The concise guide to Grafana Loki: Everything you need to know about labels

• 20 Dec, 2023 • 11 min

Welcome to Part 2 of “The concise guide to Loki,” a multi-part series where I cover some of the most important topics around our favorite logging database: Grafana Loki. As I reflect on the fifth anniversary of Loki, it felt like a good opportunity to summarize some of the important parts of how it works, how it’s built, how to run it, etc. And as the name of the series suggests, I’m doing it as concisely as I can.

In last week’s blog, which served as a concise guide to the log aggregation tool, I briefly described Loki’s index as “Prometheus-style labels that define what we call a log stream.” But what does that mean exactly? In this week’s blog, let’s dig deeper into Loki’s labels, how they work, what’s changed over the years, and what you need to know to use Loki’s index for maximum efficacy.
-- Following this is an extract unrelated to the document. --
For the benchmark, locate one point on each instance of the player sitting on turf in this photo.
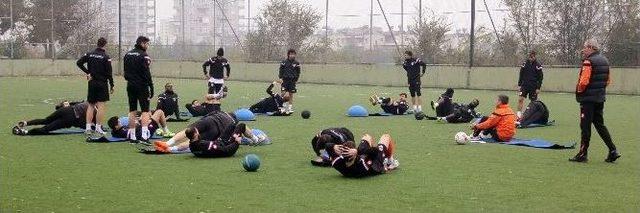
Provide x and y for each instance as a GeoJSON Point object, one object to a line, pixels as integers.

How labels work in Grafana Loki

Labels are both the keyspace on which Loki shards incoming data, as well as the index used for finding your logs at query time. Using them correctly is critical to success with the application, so it was an obvious choice for me to dedicate a post in this series to how they work and the best practices surrounding labels.

In concept, labels are simple; they’re a set of arbitrary key-value pairs you assign to your logs at ingestion. In practice, however, they can create some issues for newer users. Folks may have a preconceived notion of how they think Loki’s index should work based on experiences with other databases, or perhaps they attempt to use the same amount of cardinality in their Loki labels as they do with their metrics in Prometheus.

Perhaps then a good starting point is an example/demonstration of how labels work in Loki. Imagine the source of your log data — an application or system generating logs. Years ago that may have been one machine, and it may have had a name like “Rook” and been a Unix system running Solaris on SPARC hardware. It may, in fact, haunt your dreams to this day.

Let’s send the logs from this server to Loki. To do so, we will assign a very basic single label:

{host=”rook”}

Loki will receive that data and start building chunks for that stream.

Server sends data to Grafana Agent, which sends it to Loki

There’s a problem here though. Rook runs a bunch of applications and every query we run has to query all of them. As a result, users are frustrated trying to understand which logs are from which system and queries are slow.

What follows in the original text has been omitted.